Con poco menos de seis meses en el poder, y más de diez meses desde que ganó las elecciones, Andrés Manuel López Obrador ha dilapidado buena parte de su capital democrático. Su gestión de gobierno hace agua entre la gravísima crisis de violencia y delincuencia, la militarización de la seguridad pública, la incertidumbre sobre sus políticas, la desconfianza de inversionistas, calificadoras y organismos internacionales, el decrecimiento de la economía, el subejercicio del gasto público, el retraimiento en el consumo, la angustia sobre el grado de inversión de PEMEX y su repercusión sobre la deuda soberana del país, el desorden administrativo, la toma de decisiones caprichosa y arbitraria, un gabinete rebasado y pasmado, que recibe regaños y desautorizaciones públicas del propio presidente, los diarios exabruptos de su esposa y miembros destacados de MORENA, su partido, conferencias diarias de prensa en las que abundan en datos no veraces que polarizan y son irrespetuosas de la ley, una política exterior desacreditada por la defensa de las dictaduras de Venezuela y Cuba y un presidente enemigo de sí mismo.

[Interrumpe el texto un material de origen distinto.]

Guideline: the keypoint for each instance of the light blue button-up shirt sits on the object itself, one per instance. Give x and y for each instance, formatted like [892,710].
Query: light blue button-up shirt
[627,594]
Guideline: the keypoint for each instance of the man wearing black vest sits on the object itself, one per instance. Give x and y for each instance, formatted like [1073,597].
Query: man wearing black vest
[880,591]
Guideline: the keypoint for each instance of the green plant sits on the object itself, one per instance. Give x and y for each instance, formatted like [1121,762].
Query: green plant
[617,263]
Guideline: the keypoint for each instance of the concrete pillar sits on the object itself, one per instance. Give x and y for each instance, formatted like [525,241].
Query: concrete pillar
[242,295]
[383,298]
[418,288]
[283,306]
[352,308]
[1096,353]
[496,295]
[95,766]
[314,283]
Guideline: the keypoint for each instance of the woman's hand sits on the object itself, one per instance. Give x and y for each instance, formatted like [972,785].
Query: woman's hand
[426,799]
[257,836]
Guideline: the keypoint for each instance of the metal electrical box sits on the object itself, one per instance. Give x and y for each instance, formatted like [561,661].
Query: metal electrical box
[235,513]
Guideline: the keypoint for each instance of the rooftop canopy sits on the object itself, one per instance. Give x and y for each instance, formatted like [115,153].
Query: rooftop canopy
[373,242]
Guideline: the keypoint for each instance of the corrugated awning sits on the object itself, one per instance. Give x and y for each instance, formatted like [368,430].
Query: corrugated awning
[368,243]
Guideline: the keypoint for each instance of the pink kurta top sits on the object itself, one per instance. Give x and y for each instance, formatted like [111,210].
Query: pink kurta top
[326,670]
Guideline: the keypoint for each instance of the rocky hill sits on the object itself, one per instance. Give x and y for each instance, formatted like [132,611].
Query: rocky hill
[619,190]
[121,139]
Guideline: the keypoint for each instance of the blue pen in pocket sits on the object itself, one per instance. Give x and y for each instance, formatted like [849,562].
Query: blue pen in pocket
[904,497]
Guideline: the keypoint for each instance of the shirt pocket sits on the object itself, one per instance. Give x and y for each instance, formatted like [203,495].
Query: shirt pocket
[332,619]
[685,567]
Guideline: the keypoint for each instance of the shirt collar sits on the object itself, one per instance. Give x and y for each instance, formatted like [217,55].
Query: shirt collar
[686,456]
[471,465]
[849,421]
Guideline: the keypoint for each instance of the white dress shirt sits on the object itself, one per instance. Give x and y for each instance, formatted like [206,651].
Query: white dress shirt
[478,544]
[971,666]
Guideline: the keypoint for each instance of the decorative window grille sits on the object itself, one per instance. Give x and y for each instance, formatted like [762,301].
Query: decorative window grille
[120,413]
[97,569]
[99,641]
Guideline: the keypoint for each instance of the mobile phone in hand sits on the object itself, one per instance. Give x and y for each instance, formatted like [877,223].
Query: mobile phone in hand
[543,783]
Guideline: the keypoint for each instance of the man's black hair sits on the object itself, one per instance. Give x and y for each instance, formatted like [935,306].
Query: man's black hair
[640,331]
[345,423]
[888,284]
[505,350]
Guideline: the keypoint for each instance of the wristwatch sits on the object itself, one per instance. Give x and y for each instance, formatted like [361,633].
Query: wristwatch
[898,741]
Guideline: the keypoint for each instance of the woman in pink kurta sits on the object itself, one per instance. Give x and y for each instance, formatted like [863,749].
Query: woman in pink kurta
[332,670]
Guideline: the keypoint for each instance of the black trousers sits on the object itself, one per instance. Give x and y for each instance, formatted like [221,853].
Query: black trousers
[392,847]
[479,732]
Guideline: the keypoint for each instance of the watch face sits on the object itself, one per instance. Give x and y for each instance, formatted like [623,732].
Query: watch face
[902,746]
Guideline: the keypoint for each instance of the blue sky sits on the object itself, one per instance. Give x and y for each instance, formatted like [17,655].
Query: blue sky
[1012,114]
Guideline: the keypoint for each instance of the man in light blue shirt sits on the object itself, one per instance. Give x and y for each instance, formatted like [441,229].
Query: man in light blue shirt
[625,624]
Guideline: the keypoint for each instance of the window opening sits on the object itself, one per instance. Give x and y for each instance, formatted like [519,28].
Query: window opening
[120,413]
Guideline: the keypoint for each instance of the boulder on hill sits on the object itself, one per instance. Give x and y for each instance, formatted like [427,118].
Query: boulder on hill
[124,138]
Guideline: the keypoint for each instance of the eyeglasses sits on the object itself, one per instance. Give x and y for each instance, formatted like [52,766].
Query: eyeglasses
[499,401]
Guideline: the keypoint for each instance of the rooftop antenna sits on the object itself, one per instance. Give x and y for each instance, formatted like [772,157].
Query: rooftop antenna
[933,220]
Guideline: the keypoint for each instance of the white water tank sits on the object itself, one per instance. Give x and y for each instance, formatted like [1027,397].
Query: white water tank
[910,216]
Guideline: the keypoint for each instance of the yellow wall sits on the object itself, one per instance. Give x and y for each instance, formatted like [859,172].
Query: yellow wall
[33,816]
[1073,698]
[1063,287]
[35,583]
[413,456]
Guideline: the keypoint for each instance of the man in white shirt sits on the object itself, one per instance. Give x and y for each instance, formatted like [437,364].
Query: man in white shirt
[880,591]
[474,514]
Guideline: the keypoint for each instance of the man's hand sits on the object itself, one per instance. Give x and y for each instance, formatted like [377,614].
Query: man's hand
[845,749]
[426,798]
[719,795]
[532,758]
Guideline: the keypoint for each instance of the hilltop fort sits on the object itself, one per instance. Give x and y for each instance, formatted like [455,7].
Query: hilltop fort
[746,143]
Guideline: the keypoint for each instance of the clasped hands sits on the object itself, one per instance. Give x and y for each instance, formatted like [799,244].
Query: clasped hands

Estos casi seis meses de gobierno han sido un fracaso para López Obrador y su equipo, pese a la retórica del “vamos requete-bien” sin capacidad de respuesta a la arrolladora expectativa ciudadana.
Empero, los niveles de popularidad del presidente López Obrador siguen siendo altos (muy altos) incluso mayores que en los mejores momentos que cualquiera de sus antecesores inmediatos, probablemente gracias al voraz clientelismo de su política social. Pero dichos niveles se comienzan a resentir, particularmente a partir de acontecimientos de violencia incontrolable como Salamanca y Minatitlán.
Esto lo recogen diversas encuestas, un clima crecientemente adverso en redes sociales, los crecientes rumores de una renovación de su gabinete y, sobre todo, el engrosamiento paulatino del número de asistentes a las tres marchas nacionales de protesta en su contra. La efectuada el pasado domingo 5 de mayo fue la mayor de todas, con una asistencia que, solo en Ciudad de México, se calcula entre 50 000 y 100 000 personas. En contraste, una contramarcha de sus simpatizantes, convocada para este domingo 12 de mayo, no logró reunir siquiera a algunos cientos de seguidores en la misma Ciudad de México.
Existe la impresión, entre múltiples analistas, de que el desmantelamiento y la cooptación institucionales por parte de López Obrador han sido mucho más veloces que los realizados, digamos, por Hugo Chávez o los Kirchner, que tardaron años en tener el control del Estado. Pero también habrá que advertir que dicha capacidad encuentra crecientes e imprevistas adversidades, como apreciamos en los muchos problemas frente a los que hoy se debaten López Obrador y su gobierno.
Quizá esto se deba, y solo quizá, a que López Obrador y su equipo han decidido copiar y trasladar los modelos de Chávez, los Kirchner y otros sátrapas (como deja ver, en parte, la contratación como consultor del impresentable Axel Kicillof, coautor del desastre económico argentino), sin reparar en que dichos modelos no son los mejores: son simples ejemplos de dictadores fracasados, mediocres entre lo que se propusieron y lo que efectivamente lograron. En tal sentido, López Obrador, sin advertirlo, también está siguiendo el mismo derrotero de fracaso. Y México con él, por desgracia.